A few stones have inscriptions, usually late-Victorian heroic or religious in tone -- for example, Ernest Waldron King's "Nothing in my hands I bring/Simply to thy cross I cling."

King was a crew member, part of a surprise awaiting me -- 71 of the 121 Titanic dead at Fairview Lawn were crew.

No amount of reading prepares a visitor for the graves. Books and movies are abstractions, interpretations. The graves are reality at its most elemental.

A visitor struggles with the question: How do you show proper respect? Silent meditation on the tragedy's enormity was my answer. Not only the enormity, the rapidity. The vessel believed unsinkable -- largest passenger liner in the world -- disappeared in less than three hours. Survivors who had been in bed at 11:30 p.m. on the night of April 14, 1912, were rescued from lifeboats at 4:10 a.m. the following morning.

Fairview Lawn wasn't the Custer Battlefield Cemetery in Montana where I re-fought the conflict in my mind (and tried to pay attention to signs reading "Beware of Rattlesnakes"). Loss, permanent, irredeemable loss, fills the Fairview air -- loss that might have been avoided if events unfolded somewhat differently.

About 2,200 people were aboard the Titanic.
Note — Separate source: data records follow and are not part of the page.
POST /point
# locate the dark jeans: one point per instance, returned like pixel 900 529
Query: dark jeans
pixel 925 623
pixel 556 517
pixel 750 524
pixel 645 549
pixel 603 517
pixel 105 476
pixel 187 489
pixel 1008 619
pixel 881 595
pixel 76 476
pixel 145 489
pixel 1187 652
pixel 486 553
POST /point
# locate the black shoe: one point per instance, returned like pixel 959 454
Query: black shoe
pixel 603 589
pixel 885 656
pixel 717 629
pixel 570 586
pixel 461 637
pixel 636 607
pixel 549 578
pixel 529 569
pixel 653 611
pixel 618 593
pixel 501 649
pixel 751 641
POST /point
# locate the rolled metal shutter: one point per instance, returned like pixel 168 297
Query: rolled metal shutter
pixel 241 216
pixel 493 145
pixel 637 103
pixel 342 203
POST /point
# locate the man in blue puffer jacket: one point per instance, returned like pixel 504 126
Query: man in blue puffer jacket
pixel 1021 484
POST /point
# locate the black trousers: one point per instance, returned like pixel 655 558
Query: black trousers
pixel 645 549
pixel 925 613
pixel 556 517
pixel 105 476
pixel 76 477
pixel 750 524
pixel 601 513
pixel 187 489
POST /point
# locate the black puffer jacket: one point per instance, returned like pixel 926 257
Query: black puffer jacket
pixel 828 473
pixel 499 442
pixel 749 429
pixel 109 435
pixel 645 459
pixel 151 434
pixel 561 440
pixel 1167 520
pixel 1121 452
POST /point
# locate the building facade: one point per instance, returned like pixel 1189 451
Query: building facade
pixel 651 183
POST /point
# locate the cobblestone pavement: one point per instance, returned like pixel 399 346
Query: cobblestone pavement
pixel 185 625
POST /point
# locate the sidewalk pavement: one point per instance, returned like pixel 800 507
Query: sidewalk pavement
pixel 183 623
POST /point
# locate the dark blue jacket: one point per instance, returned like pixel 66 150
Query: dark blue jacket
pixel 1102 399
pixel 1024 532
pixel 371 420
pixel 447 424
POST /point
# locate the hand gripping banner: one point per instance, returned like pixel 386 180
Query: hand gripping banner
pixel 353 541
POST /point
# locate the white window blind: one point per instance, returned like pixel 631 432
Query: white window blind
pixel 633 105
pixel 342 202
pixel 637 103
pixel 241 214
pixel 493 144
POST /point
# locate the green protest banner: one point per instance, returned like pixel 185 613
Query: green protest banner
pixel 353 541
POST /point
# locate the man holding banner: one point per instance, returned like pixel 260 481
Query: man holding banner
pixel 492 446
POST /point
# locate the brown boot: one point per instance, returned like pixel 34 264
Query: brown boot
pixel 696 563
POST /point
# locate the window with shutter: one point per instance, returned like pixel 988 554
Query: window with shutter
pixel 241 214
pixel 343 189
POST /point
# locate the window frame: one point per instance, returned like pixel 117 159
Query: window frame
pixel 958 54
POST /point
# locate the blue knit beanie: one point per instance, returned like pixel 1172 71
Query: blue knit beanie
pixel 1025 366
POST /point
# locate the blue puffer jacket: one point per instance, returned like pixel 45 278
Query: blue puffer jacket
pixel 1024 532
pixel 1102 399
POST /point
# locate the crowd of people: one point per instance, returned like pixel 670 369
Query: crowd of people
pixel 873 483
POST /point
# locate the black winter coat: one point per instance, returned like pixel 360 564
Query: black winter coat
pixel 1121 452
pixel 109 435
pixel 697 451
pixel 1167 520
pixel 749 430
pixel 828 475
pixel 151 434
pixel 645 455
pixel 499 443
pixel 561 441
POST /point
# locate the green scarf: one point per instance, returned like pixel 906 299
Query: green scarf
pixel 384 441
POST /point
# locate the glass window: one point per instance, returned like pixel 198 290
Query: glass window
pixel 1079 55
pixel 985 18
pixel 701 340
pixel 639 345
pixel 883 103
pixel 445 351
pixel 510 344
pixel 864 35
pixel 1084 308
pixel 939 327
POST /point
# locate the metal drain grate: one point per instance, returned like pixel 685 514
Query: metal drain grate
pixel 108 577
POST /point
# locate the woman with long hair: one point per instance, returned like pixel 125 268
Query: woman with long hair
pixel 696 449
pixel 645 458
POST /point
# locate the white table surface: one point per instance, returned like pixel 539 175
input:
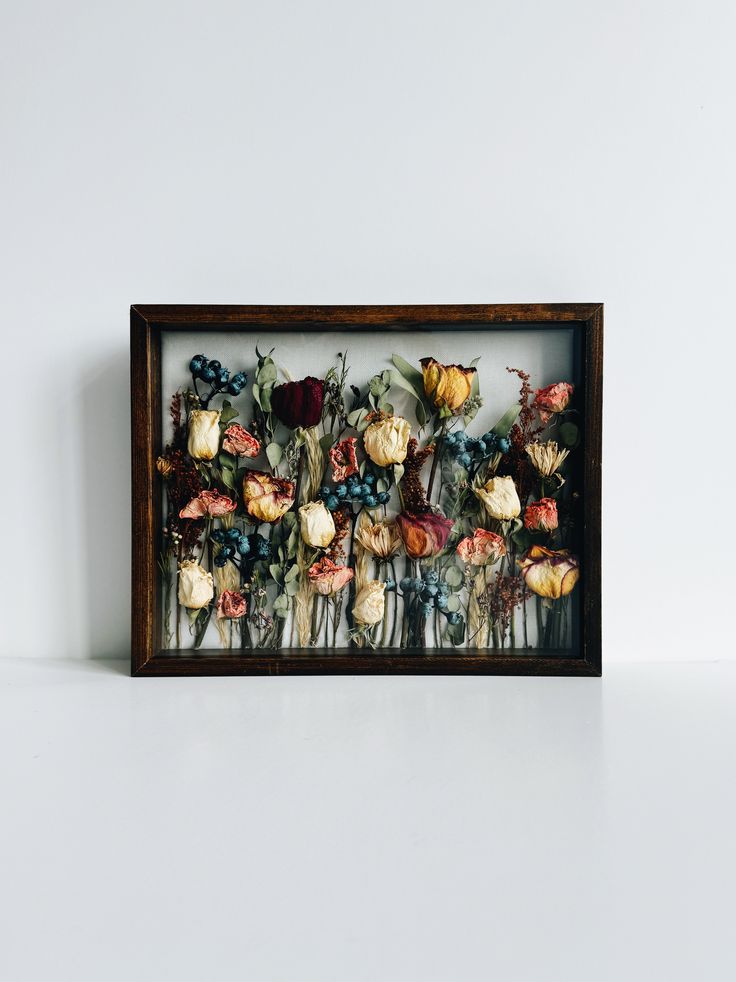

Two out of three (1,522) died. Only 328 bodies were recovered, including 116 buried at sea. The captain of the primary recovery ship said he found more bodies than anticipated among the wreckage of the liner, many so mutilated they would be impossible to identify. Hence he asked a minister to conduct shipboard burial services.

Fairview Lawn is nondenominational. Another 19 victims are buried at Halifax's Catholic Mount Olivet, 10 more at Jewish Baron de Hirsch. Still others are in England, and a few more whose bodies were claimed by their families are in the United States. Socialite John Jacob Astor IV was buried in Manhattan. His death certificate lists his occupation as "Gentleman."

The Titanic has been the subject of stories, legends and myths since the night it sank -- not to mention James Cameron's mind-boggling visit to the wreck thousands of feet beneath the North Atlantic. Astor the Fourth is involved in one of the best known legends, that he quipped as the vessel met the berg, "I asked for ice but this is ridiculous."

I thought of none of that as I departed Fairview Lawn. I could only think of the stunning finality of the graves. The dead had begun their lives, like their visitors, all over the world. Now here they lay in a city few had visited, a city few had reason to imagine as more than a spot on the map of Nova Scotia.